Martin Schulz accusé de retarder l’enquête sur les Luxleaks

Jean-Claude Juncker et Martin Schulz [European Parliament]

Les Verts reprochent au président du Parlement européen de protéger les hommes politiques impliqués dans des scandales fiscaux, comme celui des Luxleaks, en affaiblissant le mandat de la commission spéciale Taxe.

Les eurodéputés des Verts ont accusé le président du Parlement, Martin Schulz, de bloquer le travail de la commission TAXE sur l’évasion fiscale afin de protéger certains hommes politiques qui font l’objet d’enquêtes, comme Jean-Claude Juncker, le président de la Commission européenne, ou Jeroen Dijsselbloem, ministre des Finances néerlandais et président de l’Eurogroupe.

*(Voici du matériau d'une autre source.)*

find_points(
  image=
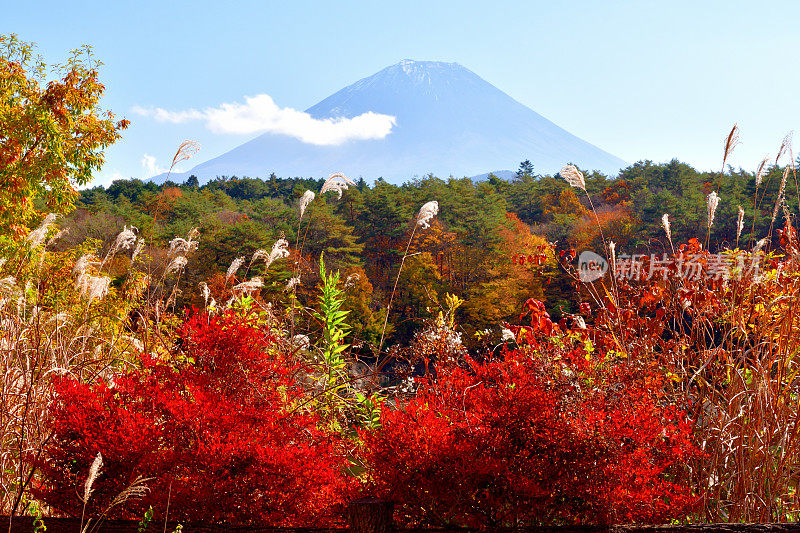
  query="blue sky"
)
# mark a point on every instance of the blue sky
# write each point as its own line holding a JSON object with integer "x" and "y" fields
{"x": 642, "y": 80}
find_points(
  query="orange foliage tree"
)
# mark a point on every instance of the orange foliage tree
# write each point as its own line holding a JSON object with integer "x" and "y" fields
{"x": 52, "y": 134}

Le 26 novembre, la Conférence des présidents des différents groupes politiques du Parlement a décidé de ne pas étendre le mandat de la commission spéciale qui enquête sur les impôts. Les présidents ont en revanche décidé de créer une autre commission spéciale sur l’impôt, qui existera pendant six mois. Les différents groupent doivent donc établir le mandat de cette commission.

Commission spéciale

La création d’une commission spéciale sur les rescrits fiscaux (TAXE) dans les États membres a suivi le scandale politique des Luxleaks, qui a éclaté il y a un an, quand le Consortium international des journalistes d’investigation (ICIJ) a dévoilé des documents confidentiels qui prouvaient que plus de 300 entreprises, donc PepsiCo Inc, AIG Inc et Deutsche Bank AG, avaient conclus des accords très avantageux avec le Luxembourg afin de minimiser leurs impôts.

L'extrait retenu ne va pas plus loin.